Примите уверение в искреннем уважении.

Влад. Ульянов.

— Так вот, Оскар Энгберг, рядовой, говоря откровенно, рабочий, а каково отношение к нему Владимира Ильича? Или вспомним Ванеева У Владимира Ильича дар быть товарищем! Вот что волнует. Разумеется, его исследования, марксистский анализ развития общества…

Доктор вволю потолковал о марксистском анализе, после чего перешёл к обсуждению противоположных философских систем, но Прошка уже невнимательно слушал. Кивал, а думал о другом. «У Владимира Ильича дар быть товарищем!» Впрочем, Прошка это и до доктора понял. Тогда на кладбище понял…

Прошка рвался увидеть Владимира Ильича. Вспоминал его голос (такого голоса Прошка ни у кого не слыхал), его искристый взгляд, заботливые советы: «Бодрее живите, учитесь».

Прошке хотелось порассказать о себе, что живёт он в селе Ермаковском бодро, времени зря не теряет, учится вовсю. Наверное, Владимир Ильич обрадуется таким его хорошим рассказам. К Владимиру Ильичу у него было такое жаркое чувство, будто был он Прошке самым близким и родным человеком. А что вы думаете, их многое связывало! Подольск связывал, прочитанные Прошкой политические книги, которые ему давал Михаил Александрович Сильвин, мысли о будущем.

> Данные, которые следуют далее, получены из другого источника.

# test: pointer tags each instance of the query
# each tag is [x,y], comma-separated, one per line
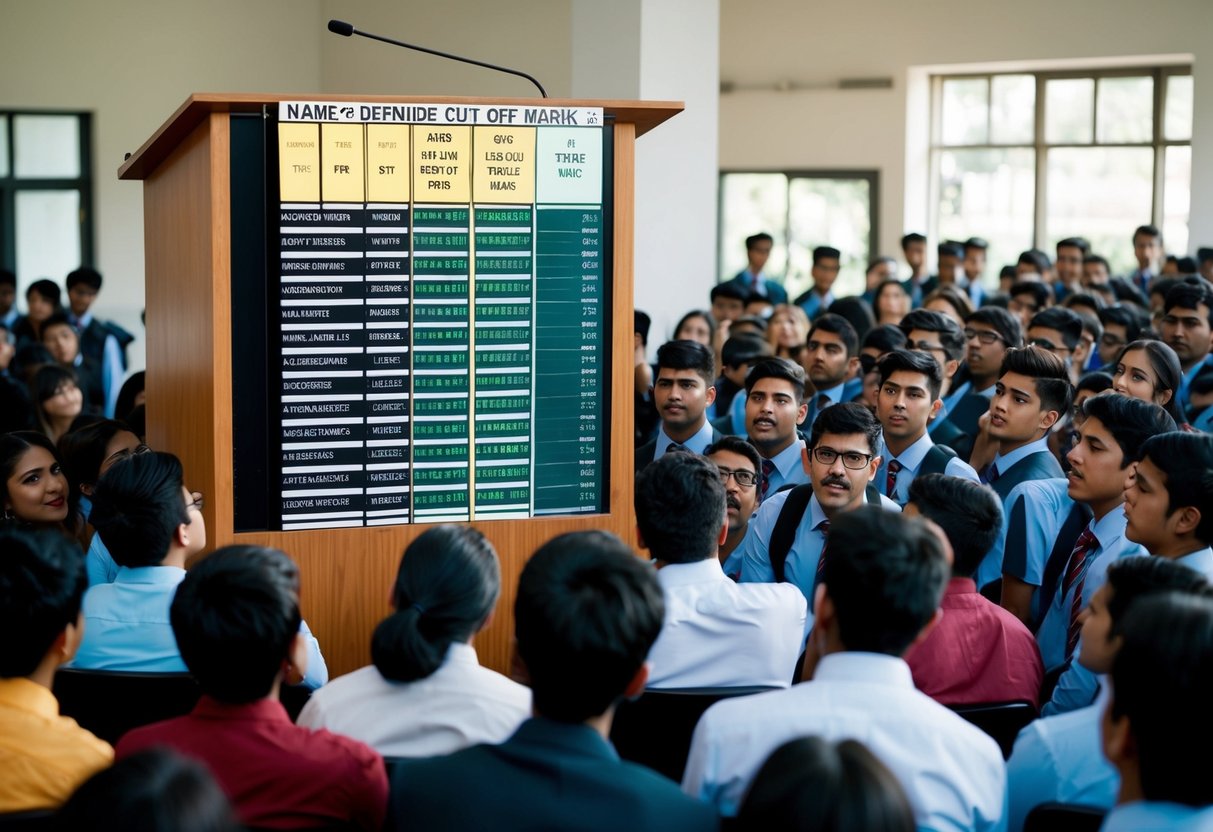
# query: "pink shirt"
[978,653]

Но и другое звало Прошку в Шушенское. Конечно же, Паша! Он не мог забыть, как она убежала тогда. Он сунул ей в карман мамкины варежки, а она вырвалась от него и убежала, топая чирками по окаменелой земле. Мороз подморозил дорогу. Прошка слушал, как топают её чирки вдали. Обиделся, может быть, думаете вы?

Милая, милая! Весёленькая, синеглазая, единственная Прошкина любовь. «Убежала? А что же? На шею парню с первого раза кидаться? За то и люблю, что неуступчивая, гордая. Не отдам тебя, Паша! Не уедешь ты в Польшу. Не пущу тебя в Польшу. Кончится ссылка, поедешь со мной». Вот что должен Прошка высказать своему другу и товарищу Леопольду Проминскому. «Почему должен? Не знаю. Должен».

Между тем возочек их одолел пятьдесят вёрст степной и таёжной дороги и бойко катил широкой шушенской улицей, подпрыгивая на снежных ухабах. Шушенское занесло, замело озорными первыми вьюгами. Завиваясь на краях, привалились к заборам сугробы. Стало теснее на улицах. Под полозьями визжал звонкий снег. Журавель колодца клонил длинную шею, встречая поклоном приезжих, — баба поднимала из колодца воду.